O autarca socialista defendeu que a criação de regiões administrativas tem que ser feita de forma que se compagine com um desenvolvimento sustentável da região.
"Não podemos cair em estratificações e criarmos várias regiões que depois não têm competitividade", sustentou.
Já sobre um novo referendo, João Lobo mostra-se favorável à sua realização: "Passados mais de 20 anos, há uma maturidade diferente, mas os políticos, sejam eles autarcas ou da administração central, têm que ter uma discussão séria sobre o assunto e avalizada tecnicamente".

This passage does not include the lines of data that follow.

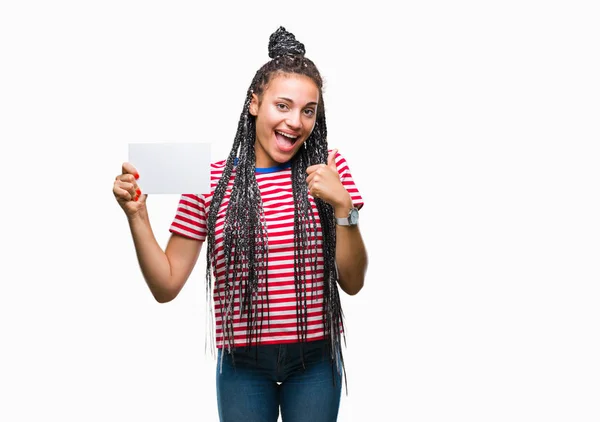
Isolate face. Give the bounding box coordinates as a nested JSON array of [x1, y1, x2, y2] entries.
[[250, 74, 319, 167]]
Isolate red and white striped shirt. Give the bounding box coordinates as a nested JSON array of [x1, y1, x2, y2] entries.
[[169, 153, 363, 348]]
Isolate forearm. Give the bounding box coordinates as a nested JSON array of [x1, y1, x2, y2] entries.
[[334, 199, 368, 295], [128, 214, 176, 303]]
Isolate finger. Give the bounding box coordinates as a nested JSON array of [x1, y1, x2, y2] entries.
[[327, 149, 337, 170], [115, 180, 139, 198], [113, 185, 133, 202], [121, 162, 140, 179], [115, 173, 136, 185]]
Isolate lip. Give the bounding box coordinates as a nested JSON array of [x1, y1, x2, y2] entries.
[[275, 129, 300, 138], [273, 131, 300, 153]]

O presidente deste município do distrito de Castelo Branco defendeu que a regionalização deve ser feita sustentadamente e as regiões devem ser olhadas por critérios de capacidade de desenvolvimento.

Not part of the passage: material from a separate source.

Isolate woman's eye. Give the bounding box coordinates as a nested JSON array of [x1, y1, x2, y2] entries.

A Comissão Independente para a Descentralização defende a criação de regiões administrativas em Portugal, para o que prevê a realização de um novo referendo, segundo um relatório entregue na terça-feira na Assembleia da República.
Liderada pelo antigo ministro socialista João Cravinho, foi criada em 2018 na dependência da Assembleia da República para "promover um estudo aprofundado sobre a organização e funções do Estado aos níveis regional, metropolitano e intermunicipal" em Portugal continental e centrou a sua análise "nos níveis compreendidos entre a administração central e os municípios e freguesias".
No relatório, o organismo salienta que "nos últimos anos o grau de centralismo das decisões públicas em Portugal acentuou-se de forma significativa, com a crescente debilitação das entidades da administração central presentes nas regiões", o que "tem elevados custos do ponto de vista da eficácia, eficiência e equidade das políticas e da provisão de serviços aos cidadãos e às empresas".
Considera ainda que o processo deve iniciar-se com o referendo previsto na Constituição, mas defende "o seu aperfeiçoamento", suprimindo a necessidade da "segunda pergunta, de alcance regional, no sentido de eliminar a possibilidade de flagrante enviesamento antidemocrático".
Em 1998, o "não" ganhou o referendo à criação de regiões e a Constituição obriga à realização de nova consulta para a sua concretização.